Issac Kuo: Typically, the first job of the military is to deter/suppress revolutionaries. The irony, of course, is that it's usually the military itself that revolts and takes over.


Rick Robinson: This is one of the grotesquely funny things about the modern era. At least since 1945, political leaderships have generally had far more to fear from their own army than from anyone else's.


Issac Kuo: Yeah, 'cause the Ancient Romans never had this problem.


Winchell Chung:

(Rick Robinson: This is one of the grotesquely funny things about the modern era. At least since 1945, political leaderships have generally had far more to fear from their own army than from anyone else's. )

Back when I was in high school, I noticed that South American nations seemed to be prone to military coups and juntas. I was curious as to why that did not happen in the United States. The answers I got boiled down to "the indoctrination which new officers receive at West Point."


Arius: At this point, I think there's more to it. When is the last time a first-world democracy had that problem? I think there's a cultural/social aspect to it, and a wealth aspect. It's hard to get a lot of people to overthrow a government when life is good. And let's face it: compared to any place that's had a military coup in the last 60 years, life is generally pretty good in the US. It's hard to get people who have Nintendo, 1000 channels of cable movies, complete Internet access, and a beer fridge to get excited about overthrowing the government.


Rick Robinson:

( Issac Kuo: Yeah, 'cause the Ancient Romans never had this problem. )

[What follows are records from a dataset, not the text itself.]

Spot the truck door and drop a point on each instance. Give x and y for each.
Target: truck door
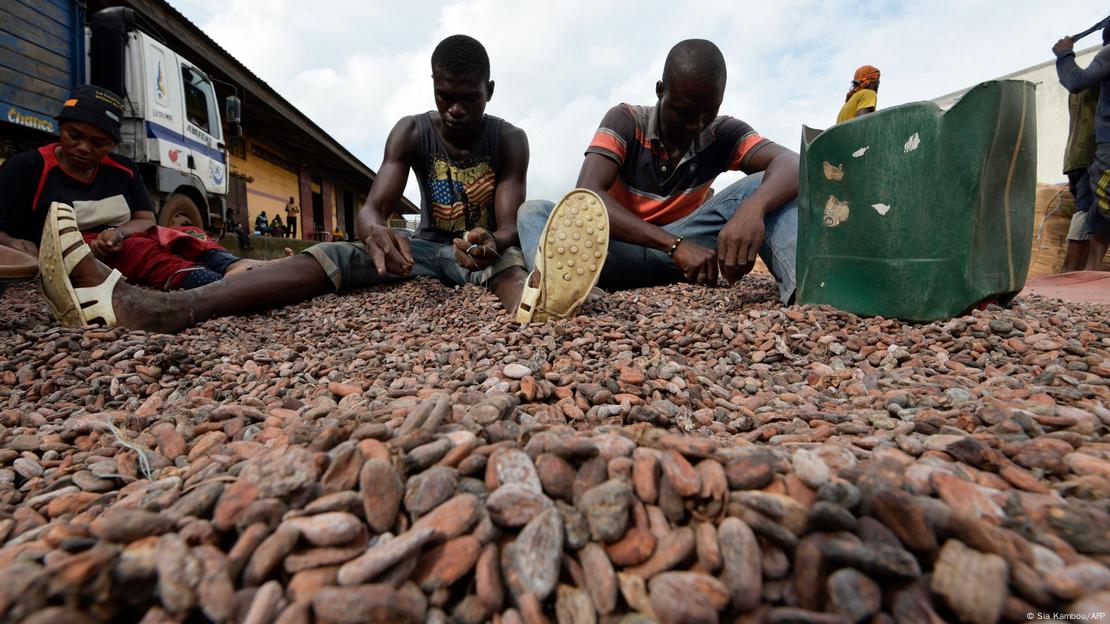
(202, 129)
(164, 117)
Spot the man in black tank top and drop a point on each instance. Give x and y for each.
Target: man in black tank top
(472, 170)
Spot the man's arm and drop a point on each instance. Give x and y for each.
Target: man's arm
(389, 249)
(739, 240)
(598, 174)
(512, 185)
(1071, 76)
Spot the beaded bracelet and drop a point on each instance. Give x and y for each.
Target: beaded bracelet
(675, 247)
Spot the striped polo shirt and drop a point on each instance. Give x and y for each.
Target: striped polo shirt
(648, 184)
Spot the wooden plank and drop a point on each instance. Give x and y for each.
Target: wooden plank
(46, 102)
(14, 29)
(58, 10)
(21, 19)
(28, 50)
(36, 84)
(17, 64)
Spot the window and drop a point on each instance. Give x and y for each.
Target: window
(200, 101)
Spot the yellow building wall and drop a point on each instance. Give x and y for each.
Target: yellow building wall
(271, 188)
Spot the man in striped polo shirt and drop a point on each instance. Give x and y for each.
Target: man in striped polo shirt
(653, 167)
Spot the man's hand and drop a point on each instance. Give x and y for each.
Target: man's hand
(390, 251)
(1062, 46)
(476, 250)
(738, 243)
(107, 243)
(698, 263)
(26, 247)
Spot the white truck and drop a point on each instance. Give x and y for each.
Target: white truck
(172, 127)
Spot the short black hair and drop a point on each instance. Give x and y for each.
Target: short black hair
(460, 53)
(695, 58)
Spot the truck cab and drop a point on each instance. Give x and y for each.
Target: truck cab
(172, 127)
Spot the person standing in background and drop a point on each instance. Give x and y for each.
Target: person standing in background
(1077, 80)
(864, 96)
(1078, 156)
(291, 211)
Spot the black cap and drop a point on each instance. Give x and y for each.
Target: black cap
(97, 107)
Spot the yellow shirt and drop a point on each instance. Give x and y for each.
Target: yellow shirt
(861, 99)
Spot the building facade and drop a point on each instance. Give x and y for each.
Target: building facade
(275, 153)
(1051, 113)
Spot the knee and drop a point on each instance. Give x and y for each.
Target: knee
(535, 211)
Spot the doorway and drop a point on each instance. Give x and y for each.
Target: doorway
(318, 205)
(349, 214)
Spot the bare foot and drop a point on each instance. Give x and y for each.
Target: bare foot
(134, 308)
(508, 285)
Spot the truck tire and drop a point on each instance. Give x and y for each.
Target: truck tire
(180, 210)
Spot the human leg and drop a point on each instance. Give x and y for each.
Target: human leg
(531, 220)
(635, 267)
(1098, 220)
(504, 278)
(83, 290)
(144, 261)
(1079, 183)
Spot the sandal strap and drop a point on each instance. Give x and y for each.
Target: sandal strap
(100, 295)
(530, 299)
(77, 255)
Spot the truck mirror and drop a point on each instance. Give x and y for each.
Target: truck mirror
(234, 107)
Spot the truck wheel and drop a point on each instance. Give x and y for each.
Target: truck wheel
(180, 210)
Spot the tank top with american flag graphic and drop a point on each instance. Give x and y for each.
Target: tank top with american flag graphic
(456, 195)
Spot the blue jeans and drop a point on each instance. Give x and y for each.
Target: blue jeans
(349, 265)
(629, 265)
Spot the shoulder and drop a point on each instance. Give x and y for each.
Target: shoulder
(24, 161)
(120, 162)
(625, 110)
(407, 128)
(404, 139)
(625, 118)
(511, 134)
(726, 124)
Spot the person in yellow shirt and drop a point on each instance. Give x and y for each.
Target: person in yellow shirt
(864, 94)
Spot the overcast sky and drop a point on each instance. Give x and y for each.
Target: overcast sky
(355, 67)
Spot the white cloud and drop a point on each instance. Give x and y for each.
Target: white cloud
(355, 68)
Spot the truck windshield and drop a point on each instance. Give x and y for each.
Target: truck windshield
(200, 101)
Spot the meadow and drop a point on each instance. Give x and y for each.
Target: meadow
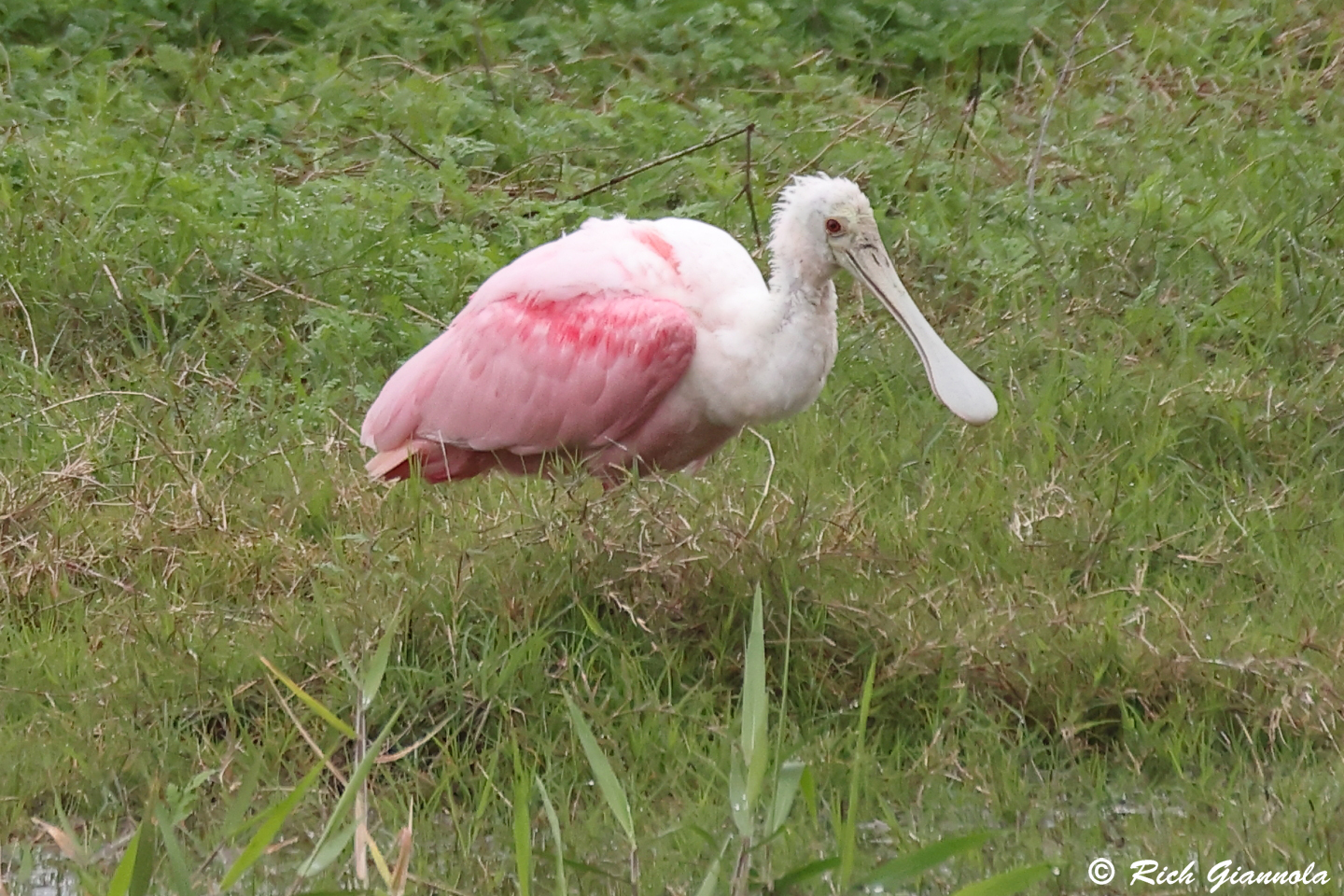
(1105, 624)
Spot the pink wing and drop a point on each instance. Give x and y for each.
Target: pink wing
(527, 375)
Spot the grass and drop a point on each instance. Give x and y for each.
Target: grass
(1105, 624)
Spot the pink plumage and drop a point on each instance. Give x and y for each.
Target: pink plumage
(644, 344)
(564, 354)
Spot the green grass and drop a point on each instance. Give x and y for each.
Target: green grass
(1105, 624)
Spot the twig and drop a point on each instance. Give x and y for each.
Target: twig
(1065, 74)
(112, 280)
(302, 733)
(756, 225)
(425, 159)
(425, 315)
(277, 287)
(848, 131)
(663, 160)
(33, 336)
(485, 62)
(400, 754)
(84, 398)
(765, 489)
(968, 119)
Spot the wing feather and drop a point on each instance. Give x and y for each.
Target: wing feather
(528, 375)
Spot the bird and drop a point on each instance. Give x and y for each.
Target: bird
(640, 345)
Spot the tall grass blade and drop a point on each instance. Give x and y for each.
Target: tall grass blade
(179, 871)
(234, 819)
(738, 802)
(849, 826)
(272, 819)
(554, 821)
(329, 716)
(379, 862)
(137, 865)
(522, 825)
(785, 791)
(329, 852)
(607, 779)
(1008, 883)
(378, 664)
(405, 846)
(804, 874)
(357, 779)
(711, 877)
(903, 868)
(754, 707)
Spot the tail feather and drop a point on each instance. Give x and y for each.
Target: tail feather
(386, 462)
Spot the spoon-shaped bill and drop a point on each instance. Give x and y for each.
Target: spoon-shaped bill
(964, 394)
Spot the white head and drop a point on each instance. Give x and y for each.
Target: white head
(824, 223)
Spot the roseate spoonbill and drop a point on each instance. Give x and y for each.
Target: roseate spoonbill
(647, 344)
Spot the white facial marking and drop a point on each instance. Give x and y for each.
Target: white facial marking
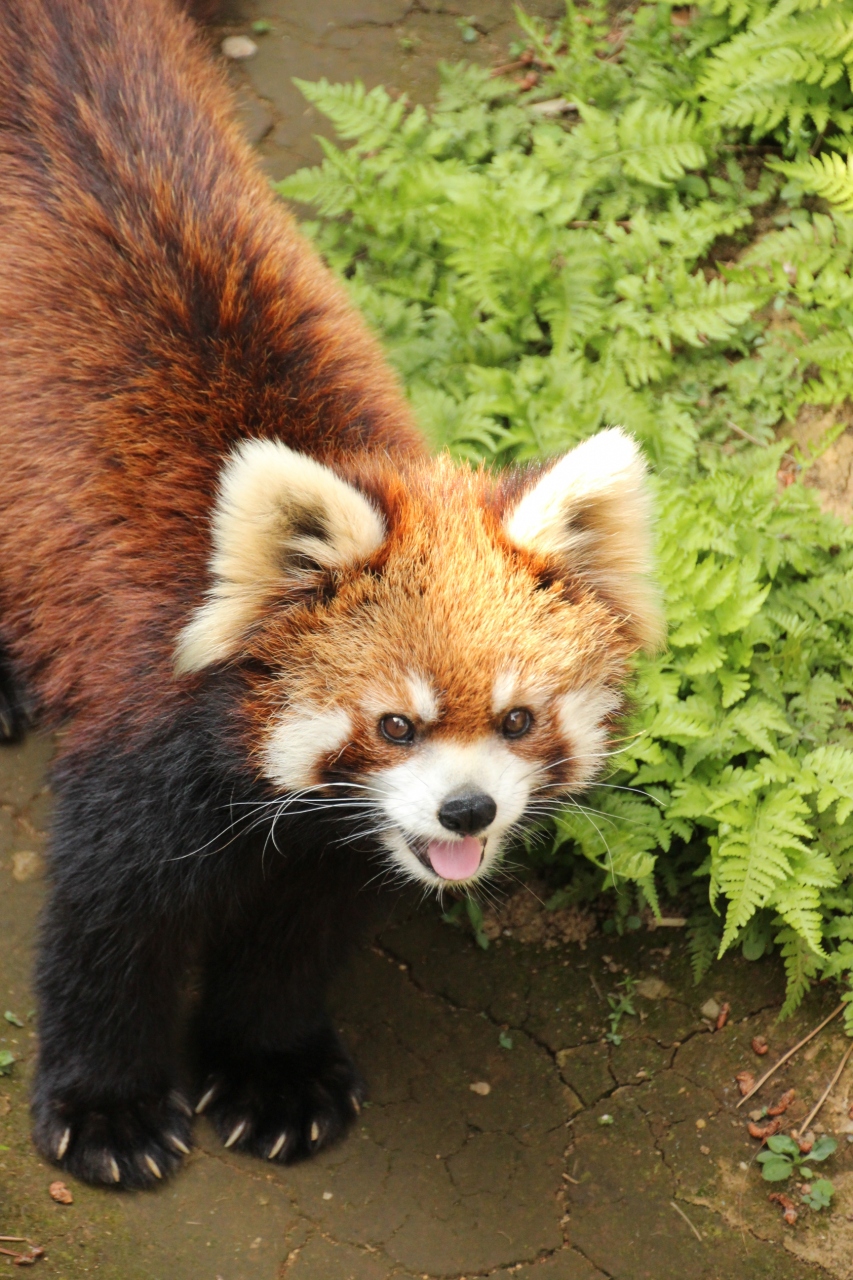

LOL. But the intriguing flip side is eras in which the military coup was more or less unknown. European monarchies generally had very loyal forces from the end of the era of baronial revolts till the 19th century. In Scotland the Stewarts never got usurped, even though for 200 years they had a consistent pattern of long royal minorities.

Also, navies have been far more loyal than armies — historian William H. Neil observed that sailors hitting the beach have other things in mind than staging coups on behalf of their commanders. Space empires whose primary forces are fleets may be safer domestically than if they depended mainly on armies.

Which also plays into the layered defense of a planet. You may want to put more of your resources into the space layers, as less prone to march on the capital than a last ditch surface-army layer would be.

( Arius: At this point, I think there's more to it. When is the last time a first-world democracy had that problem? I think there's a cultural/social aspect to it, and a wealth aspect )

Agree. Officer indoctrination is just the final layer of a layered defense, so to speak. For one thing, the indoctrination would be useless if cadets picked up the vibe from their instructors that it was all a mickey mouse drill to make civilians happy.

When IS the last time a western democracy had a coup? Hitler came to power legally, even Mussolini demi-legally, and those were democracies with very shallow roots. The French Third Republic, no tower of stability, had only the Boulanger farce. I'm not counting coups backed by overwhelming foreign force, like Czechoslovakia c. 1948.

Spain had an abortive coup in 1979, but it was only just emerging from Franco. (Incidentally, it is striking how much Spain has "joined Europe" after a very long period of being stereotyped as stranded in 1648.)


Erik Max Francis:

( Winchell Chung: The answers I got boiled down to "the indoctrination which new officers receive at West Point." )

think that's a bit too glib. It's more about reliable on the rule of law, and built-up reliance in the stability of the democratic system.